This manual describes how to use the command-line version of ZEAL in MATLAB, available for download from github link XXXX. For details on the method itself, see the publication publication:
F. Ljung and I. André, ZEAL: Protein structure alignment based on shape similarity, *Bioinformatics* XX (2020)

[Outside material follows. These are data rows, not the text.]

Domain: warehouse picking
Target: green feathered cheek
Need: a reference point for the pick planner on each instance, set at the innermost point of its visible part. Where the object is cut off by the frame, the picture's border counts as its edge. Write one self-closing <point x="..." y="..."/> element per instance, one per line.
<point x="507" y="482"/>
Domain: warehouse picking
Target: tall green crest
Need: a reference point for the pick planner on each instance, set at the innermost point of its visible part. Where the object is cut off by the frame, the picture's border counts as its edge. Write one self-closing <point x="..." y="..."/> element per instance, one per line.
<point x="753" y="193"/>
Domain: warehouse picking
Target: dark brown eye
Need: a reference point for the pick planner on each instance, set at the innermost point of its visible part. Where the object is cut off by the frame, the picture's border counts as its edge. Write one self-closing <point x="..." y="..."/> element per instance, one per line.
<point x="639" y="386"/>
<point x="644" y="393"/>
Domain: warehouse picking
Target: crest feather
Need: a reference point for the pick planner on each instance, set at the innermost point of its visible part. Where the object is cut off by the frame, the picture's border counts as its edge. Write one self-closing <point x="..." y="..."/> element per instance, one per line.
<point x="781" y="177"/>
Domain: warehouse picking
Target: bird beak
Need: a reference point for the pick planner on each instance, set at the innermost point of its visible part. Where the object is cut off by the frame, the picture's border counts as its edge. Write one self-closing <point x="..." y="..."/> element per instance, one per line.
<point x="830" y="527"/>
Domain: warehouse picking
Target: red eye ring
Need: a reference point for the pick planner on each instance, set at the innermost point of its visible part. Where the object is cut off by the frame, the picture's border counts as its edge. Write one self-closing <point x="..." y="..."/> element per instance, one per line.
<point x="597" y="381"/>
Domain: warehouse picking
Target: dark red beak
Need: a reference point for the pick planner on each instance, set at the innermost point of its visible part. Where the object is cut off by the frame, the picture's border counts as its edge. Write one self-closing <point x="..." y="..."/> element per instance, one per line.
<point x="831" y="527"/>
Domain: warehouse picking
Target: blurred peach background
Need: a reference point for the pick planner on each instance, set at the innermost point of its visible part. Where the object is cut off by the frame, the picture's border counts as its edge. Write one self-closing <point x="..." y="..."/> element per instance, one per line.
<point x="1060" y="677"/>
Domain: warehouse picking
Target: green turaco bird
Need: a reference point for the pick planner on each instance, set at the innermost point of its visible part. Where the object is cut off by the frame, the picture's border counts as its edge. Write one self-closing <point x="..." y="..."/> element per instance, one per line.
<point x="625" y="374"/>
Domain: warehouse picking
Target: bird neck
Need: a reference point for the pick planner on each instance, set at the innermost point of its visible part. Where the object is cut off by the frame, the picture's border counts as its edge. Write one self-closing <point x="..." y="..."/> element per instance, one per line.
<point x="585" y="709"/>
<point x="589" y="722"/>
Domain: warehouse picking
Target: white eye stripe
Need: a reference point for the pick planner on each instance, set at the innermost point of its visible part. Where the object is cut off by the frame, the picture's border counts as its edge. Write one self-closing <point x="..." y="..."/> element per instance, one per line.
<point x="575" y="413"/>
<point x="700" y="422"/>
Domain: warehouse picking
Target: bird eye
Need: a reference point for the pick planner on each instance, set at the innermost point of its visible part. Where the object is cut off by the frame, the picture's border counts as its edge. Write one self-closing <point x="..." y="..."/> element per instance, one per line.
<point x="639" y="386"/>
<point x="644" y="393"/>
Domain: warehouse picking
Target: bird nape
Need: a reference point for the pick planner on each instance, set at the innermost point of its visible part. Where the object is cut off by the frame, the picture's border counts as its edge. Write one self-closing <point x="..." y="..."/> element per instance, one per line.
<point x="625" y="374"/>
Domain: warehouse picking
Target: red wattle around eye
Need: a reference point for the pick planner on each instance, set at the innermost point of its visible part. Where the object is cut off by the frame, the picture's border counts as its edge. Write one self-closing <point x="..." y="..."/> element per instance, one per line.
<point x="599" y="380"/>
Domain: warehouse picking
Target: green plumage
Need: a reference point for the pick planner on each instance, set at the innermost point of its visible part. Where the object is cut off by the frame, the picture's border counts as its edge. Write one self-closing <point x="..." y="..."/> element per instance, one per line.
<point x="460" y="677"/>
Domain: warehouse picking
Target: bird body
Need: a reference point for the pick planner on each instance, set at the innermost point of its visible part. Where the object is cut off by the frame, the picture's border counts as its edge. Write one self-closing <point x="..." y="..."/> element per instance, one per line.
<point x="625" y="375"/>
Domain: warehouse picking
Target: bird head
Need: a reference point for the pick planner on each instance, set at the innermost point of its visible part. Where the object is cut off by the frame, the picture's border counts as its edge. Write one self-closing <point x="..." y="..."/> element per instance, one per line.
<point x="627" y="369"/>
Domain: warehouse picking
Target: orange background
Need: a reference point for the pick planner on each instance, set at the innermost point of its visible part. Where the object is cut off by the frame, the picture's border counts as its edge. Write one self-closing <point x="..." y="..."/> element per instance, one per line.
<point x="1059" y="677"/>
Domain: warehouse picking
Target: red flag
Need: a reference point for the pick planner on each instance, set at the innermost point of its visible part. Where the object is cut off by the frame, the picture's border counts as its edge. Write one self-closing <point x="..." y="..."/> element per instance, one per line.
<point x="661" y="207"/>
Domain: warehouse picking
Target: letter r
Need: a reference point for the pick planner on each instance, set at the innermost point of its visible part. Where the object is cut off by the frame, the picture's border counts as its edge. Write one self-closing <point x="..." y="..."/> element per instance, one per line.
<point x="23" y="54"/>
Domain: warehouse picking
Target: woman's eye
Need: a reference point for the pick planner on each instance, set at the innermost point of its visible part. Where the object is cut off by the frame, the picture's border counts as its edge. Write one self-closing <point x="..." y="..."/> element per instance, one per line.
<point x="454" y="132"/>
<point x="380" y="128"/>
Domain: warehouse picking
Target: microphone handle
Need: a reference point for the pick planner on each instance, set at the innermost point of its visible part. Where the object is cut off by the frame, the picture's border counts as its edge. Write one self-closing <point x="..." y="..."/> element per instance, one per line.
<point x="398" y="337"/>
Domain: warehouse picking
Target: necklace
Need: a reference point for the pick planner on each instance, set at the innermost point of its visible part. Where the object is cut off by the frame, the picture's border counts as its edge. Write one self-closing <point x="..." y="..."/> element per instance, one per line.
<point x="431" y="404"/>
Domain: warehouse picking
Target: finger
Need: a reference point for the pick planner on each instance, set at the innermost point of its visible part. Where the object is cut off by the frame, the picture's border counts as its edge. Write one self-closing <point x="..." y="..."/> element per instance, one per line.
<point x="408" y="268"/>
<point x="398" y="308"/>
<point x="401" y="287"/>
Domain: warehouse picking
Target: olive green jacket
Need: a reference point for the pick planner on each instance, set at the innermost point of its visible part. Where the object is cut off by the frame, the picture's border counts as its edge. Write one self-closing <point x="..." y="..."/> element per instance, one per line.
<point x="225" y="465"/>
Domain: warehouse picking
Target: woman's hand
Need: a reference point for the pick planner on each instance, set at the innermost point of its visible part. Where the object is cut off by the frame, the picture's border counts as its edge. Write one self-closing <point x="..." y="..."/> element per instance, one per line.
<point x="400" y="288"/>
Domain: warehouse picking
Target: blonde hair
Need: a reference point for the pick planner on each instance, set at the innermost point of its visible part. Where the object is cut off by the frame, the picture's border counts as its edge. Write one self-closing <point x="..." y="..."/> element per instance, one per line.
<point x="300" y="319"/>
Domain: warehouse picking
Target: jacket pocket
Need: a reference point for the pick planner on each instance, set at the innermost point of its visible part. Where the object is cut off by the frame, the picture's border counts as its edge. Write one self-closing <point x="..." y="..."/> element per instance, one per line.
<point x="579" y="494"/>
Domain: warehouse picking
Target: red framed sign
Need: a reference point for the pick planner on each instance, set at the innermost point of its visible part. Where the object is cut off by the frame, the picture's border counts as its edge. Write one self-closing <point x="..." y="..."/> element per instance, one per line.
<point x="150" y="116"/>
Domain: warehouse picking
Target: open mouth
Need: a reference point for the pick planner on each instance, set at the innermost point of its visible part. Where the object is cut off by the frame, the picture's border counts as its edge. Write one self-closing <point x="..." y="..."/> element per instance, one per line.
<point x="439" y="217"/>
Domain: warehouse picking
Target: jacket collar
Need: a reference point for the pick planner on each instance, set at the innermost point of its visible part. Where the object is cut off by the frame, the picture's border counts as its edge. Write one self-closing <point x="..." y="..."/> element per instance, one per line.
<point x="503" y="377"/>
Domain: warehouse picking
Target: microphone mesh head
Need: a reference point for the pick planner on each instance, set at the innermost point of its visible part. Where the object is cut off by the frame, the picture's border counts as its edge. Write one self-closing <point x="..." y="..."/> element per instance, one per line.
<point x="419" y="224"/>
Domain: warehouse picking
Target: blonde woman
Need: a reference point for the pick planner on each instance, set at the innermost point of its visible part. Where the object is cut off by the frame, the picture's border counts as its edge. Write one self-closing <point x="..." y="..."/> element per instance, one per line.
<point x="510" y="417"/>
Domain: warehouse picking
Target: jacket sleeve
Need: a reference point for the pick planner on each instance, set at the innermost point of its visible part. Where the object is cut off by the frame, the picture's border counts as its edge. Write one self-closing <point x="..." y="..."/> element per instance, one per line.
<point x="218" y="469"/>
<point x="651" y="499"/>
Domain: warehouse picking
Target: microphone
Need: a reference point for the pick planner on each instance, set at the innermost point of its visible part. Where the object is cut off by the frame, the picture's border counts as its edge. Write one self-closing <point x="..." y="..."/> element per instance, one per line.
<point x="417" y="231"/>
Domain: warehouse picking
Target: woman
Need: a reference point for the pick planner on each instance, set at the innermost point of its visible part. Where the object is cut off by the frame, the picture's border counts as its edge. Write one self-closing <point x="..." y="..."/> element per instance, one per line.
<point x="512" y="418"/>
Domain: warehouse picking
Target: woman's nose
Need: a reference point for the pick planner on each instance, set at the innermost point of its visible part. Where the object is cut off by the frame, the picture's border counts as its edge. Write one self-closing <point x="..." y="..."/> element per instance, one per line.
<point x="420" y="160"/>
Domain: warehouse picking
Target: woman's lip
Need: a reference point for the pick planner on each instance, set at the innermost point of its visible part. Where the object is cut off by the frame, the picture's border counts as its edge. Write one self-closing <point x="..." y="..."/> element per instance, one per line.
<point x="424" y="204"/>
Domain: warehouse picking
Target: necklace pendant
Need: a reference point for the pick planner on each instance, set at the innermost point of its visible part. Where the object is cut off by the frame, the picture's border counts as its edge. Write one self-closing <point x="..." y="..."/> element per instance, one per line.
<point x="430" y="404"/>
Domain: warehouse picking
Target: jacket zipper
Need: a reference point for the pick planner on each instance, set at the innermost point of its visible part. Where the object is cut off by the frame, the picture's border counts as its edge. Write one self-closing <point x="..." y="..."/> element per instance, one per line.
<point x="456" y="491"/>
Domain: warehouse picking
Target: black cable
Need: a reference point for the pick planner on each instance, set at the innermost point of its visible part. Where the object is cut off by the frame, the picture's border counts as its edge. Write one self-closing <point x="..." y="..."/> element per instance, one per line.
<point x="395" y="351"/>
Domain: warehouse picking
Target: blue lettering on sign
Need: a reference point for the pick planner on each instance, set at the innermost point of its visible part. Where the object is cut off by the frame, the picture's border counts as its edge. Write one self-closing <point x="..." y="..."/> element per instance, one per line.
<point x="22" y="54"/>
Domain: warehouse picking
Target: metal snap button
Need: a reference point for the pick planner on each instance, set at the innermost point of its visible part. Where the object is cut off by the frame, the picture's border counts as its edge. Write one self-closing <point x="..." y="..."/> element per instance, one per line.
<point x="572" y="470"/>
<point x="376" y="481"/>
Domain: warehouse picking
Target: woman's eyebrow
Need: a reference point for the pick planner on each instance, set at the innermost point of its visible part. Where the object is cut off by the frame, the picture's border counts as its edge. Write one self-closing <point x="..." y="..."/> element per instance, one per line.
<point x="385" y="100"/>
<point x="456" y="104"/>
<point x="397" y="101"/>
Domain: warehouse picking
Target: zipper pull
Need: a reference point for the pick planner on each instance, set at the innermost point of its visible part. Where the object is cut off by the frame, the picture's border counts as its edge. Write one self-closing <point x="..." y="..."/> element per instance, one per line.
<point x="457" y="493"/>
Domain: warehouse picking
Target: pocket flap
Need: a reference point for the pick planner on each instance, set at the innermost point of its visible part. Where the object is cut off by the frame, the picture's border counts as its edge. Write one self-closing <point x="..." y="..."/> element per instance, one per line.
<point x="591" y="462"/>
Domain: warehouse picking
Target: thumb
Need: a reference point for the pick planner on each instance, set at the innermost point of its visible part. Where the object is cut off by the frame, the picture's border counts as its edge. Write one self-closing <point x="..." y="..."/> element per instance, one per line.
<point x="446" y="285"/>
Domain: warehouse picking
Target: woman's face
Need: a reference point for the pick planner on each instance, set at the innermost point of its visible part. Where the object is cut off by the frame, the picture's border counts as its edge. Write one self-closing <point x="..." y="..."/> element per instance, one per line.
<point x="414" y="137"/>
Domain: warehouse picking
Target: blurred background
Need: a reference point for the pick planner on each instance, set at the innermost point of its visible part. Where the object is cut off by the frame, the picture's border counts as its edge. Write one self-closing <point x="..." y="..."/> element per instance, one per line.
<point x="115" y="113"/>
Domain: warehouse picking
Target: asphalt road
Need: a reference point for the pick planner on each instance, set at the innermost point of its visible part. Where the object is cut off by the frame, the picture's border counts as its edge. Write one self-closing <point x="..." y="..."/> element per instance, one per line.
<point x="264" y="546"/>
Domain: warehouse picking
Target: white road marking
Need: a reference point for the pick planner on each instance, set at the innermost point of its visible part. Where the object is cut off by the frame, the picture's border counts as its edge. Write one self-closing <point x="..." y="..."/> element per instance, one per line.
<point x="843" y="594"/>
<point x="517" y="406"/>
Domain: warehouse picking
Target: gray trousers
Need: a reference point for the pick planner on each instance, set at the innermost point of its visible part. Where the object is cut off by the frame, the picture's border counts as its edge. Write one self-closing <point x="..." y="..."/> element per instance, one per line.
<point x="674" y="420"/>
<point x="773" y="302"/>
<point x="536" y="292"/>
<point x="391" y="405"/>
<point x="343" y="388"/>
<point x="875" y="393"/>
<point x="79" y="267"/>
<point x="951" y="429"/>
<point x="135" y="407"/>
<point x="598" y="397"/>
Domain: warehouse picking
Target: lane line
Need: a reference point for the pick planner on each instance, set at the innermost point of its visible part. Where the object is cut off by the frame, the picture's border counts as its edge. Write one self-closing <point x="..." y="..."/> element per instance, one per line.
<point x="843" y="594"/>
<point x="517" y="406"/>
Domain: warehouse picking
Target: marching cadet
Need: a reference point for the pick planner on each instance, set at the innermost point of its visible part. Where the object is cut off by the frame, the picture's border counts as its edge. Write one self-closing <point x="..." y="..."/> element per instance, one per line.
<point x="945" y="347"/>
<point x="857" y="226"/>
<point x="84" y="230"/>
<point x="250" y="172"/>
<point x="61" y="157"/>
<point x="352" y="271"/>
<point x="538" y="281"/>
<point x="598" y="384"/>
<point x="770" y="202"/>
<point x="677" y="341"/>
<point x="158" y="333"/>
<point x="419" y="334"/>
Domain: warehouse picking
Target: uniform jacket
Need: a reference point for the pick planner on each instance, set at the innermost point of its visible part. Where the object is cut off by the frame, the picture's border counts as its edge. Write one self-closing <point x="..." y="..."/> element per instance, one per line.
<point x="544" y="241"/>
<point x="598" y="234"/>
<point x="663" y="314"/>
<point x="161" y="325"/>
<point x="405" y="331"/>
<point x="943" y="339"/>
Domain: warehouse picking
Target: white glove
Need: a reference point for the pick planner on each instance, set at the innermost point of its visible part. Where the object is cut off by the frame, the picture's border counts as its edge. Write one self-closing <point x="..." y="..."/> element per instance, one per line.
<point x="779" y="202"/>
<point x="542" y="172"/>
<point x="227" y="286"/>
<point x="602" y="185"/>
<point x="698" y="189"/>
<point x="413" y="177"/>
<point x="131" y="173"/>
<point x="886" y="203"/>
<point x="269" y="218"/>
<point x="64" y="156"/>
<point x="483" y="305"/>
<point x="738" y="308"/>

ZEAL depends on the following classes
- PDB.m Handles reading/fetching/parsing of PDB files
- molShape.m Generates a molecular shape function (the molecular surface by default) from PDB object data
- ZC.m Handles computation of Zernike-Canterakis moments and shape reconstruction
- ChiCoeffs.m Handles loading of pre-computed (object-independent) Chi-coefficients from .mat-files
ZEAL uses functions from these toolboxes which have to be installed (included in MATLAB Runtime if ZEAL run as standalone program)
gads_toolbox
Global Optimization Toolboximage_toolbox
Image Processing Toolboxoptimization_toolbox
Optimization Toolboxstatistics_toolbox
Statistics and Machine Learning Toolboxsymbolic_toolbox
Symbolic Math Toolbox
- ZC Zernike-Canterakis
- MS Molecular surface
- SA/SAS Solvent-accessible surface
- vdW van der Waals
- PDB Protein Data Bank
ZEAL can be run in two modes depending on if one or two protein structures
are given as input. Protein structrues can either be given as files
('filename.pdb'
or
'filepath/filename.pdb'
if not in same directory)
or as 4-letter PDB ID codes (eg. '5MOK'). If a 5-letter PDB ID code is given
(eg. '5MOKA'), then the last letter is assumed to be the chain ID ('A')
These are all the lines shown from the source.